A 2% hospitality and accommodations tax already applies to when visitors pay their bills at restaurants, bars and hotels. The taxes can be used for a variety of things including road improvements, water and sewer infrastructure, municipal centers, water and beach access, recreation and now workforce housing.

The bill lets local leaders decide if and how they want to use up to 15% of hospitality and accommodations revenue for affordable housing. Rep. JA Moore, D-Berkeley, Charleston, says this is another tool in the toolbox of addressing the housing crisis.

“What it allows for is the municipality to come up with creative ways in which to incentivize individuals to do affordable housing - they can do public private partnerships with private entity entities use the funds to be an equity partner in a development, or they can bring in revenue to them do affordable housing, they can do it on their own,” Moore explains.

The bill will be in effect for seven years until 2030. A task force is set to track statewide use of hospitality and accommodations taxes towards workforce housing and present a comprehensive report to the 2030 legislature. Then, leaders can decide to renew, adjust or end the bill.

As a hospitality business owner, Moore says he knows his employees’ need for housing where they wors.

“This affects all of us. This affects business owners. This affects customers and guests that go into restaurants because if you don’t have people working in those restaurants… you know? That housing is a basic need that we have to address. It’s important,” Moore says.

Moore says he doesn’t think the bill is perfect or the full solution, but he is excited about the potential it creates.

“I want to emphasize this isn’t the magic bullet. This isn’t the final step. This is just one tool that we can use in order to solve this crisis. We have a housing crisis in this in this region in this in this state. And this is a one of the ways in which we can kind of mitigate this shortage,” Moore says.

State Sen.
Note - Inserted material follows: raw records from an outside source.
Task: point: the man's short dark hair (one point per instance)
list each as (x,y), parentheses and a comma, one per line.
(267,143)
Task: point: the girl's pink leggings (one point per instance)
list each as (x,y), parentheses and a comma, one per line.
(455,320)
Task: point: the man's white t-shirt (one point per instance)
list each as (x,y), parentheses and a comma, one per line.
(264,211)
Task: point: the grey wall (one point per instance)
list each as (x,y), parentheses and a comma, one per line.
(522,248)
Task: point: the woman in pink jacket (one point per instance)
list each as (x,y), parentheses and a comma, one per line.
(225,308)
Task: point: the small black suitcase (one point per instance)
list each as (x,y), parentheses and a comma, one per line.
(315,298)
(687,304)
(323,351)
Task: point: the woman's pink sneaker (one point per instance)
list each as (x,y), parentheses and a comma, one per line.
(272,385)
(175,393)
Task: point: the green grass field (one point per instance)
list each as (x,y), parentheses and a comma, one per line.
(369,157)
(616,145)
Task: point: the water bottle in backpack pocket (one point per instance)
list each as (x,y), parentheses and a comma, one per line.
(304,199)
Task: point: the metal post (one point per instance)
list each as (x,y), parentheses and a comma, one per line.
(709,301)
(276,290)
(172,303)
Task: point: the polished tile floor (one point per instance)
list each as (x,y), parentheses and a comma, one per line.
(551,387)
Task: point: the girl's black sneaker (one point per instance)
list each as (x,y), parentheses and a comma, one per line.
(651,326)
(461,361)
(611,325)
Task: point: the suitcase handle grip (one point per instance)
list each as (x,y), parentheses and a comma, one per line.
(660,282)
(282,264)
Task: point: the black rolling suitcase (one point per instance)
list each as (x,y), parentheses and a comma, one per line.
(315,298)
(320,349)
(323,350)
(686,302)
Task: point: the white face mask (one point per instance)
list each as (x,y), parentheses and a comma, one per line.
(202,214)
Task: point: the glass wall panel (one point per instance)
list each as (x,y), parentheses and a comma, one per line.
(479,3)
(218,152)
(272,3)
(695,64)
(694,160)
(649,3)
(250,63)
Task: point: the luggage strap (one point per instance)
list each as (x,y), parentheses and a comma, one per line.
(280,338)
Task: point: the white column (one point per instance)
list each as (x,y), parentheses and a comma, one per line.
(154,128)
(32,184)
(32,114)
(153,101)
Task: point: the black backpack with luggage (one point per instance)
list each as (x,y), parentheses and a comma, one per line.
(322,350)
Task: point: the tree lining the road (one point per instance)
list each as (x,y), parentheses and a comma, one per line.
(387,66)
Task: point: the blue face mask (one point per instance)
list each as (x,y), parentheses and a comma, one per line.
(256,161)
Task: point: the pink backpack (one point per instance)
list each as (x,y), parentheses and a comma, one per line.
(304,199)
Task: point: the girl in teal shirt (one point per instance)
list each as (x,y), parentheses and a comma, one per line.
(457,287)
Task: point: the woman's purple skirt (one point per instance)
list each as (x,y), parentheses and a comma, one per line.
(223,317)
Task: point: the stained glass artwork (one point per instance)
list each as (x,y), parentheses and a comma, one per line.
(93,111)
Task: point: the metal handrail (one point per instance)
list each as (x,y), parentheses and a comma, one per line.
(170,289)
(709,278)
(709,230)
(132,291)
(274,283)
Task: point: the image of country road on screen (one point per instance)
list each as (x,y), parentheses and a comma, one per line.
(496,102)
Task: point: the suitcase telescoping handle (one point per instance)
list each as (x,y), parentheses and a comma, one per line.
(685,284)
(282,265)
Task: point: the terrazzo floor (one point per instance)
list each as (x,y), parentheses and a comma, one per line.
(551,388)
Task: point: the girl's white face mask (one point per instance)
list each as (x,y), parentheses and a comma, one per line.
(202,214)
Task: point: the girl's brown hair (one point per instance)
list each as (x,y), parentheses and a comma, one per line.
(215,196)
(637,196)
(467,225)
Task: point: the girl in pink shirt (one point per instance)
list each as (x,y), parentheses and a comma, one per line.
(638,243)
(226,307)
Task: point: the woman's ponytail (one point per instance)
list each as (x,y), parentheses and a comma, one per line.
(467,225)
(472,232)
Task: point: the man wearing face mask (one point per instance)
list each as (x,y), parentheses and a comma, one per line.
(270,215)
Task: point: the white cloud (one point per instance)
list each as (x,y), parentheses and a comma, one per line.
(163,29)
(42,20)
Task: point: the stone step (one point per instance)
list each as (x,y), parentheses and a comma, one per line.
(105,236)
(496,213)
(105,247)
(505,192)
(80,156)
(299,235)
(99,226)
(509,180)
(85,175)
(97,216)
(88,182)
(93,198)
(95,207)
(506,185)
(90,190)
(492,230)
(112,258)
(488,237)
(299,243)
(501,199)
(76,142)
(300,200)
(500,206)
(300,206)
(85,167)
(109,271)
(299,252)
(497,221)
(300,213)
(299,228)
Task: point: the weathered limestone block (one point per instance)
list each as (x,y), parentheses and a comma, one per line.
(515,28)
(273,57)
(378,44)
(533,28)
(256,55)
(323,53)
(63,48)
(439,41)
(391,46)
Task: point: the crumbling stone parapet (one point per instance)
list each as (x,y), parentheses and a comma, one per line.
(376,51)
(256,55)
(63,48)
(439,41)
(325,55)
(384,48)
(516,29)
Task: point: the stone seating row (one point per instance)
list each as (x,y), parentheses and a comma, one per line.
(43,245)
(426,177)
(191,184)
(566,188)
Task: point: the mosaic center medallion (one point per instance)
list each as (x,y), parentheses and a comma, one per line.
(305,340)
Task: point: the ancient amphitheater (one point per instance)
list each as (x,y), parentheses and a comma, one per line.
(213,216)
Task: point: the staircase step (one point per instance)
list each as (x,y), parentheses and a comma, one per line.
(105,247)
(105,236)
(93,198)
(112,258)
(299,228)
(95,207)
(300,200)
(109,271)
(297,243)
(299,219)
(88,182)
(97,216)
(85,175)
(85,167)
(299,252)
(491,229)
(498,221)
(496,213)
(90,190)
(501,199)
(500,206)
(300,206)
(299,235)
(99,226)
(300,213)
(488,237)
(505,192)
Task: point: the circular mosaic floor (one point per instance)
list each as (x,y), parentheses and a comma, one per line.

Marlon Kimpson, D-Charleston County, says he first began working on affordable housing when he entered the senate in 2014. He says his first attempts at legislation weren’t successful, but now leaders see the need.

“Now every region of the state is impacted, so the legislature, the House and the Senate, have a greater appreciation of the problem and we have found a solution using existing tax dollars to address this very narrow focus problem for all of local government,” Kimpson explains.

In the bill, workforce and affordable housing is defined as people making 30% to 100% of the medial income for the local area. The bill directs local government to use the latest figures from the U.S. Housing and Urban Development.

“The bill really targets our nurses, students, professional services, hotel workers, and the housing is not public housing per se, where there are federal subsidies. These are homes that people would purchase,” Kimpson says.

The bill was generated in the Senate with Kimpson as a sponsor. Kimpson and Moore say this is a good step in giving local governments resources from increase tourism dollars to benefit the people of their cities.

“I think it’s a win-win for the existing recipients of the fund because if we have affordable housing then people who work in the hotels who work in the tourism industry won’t be late because they live in closer proximity to the job. And it’s a win win for local government who’ve been talking about doing something with regards to affordable housing. It’s a win win for the citizens because this is not a new tax is mostly borne by people traveling here who stay in hotels, and short term rentals,” Kimpson explains.

The bill went into effect when it was signed by Gov. McMaster on May 19.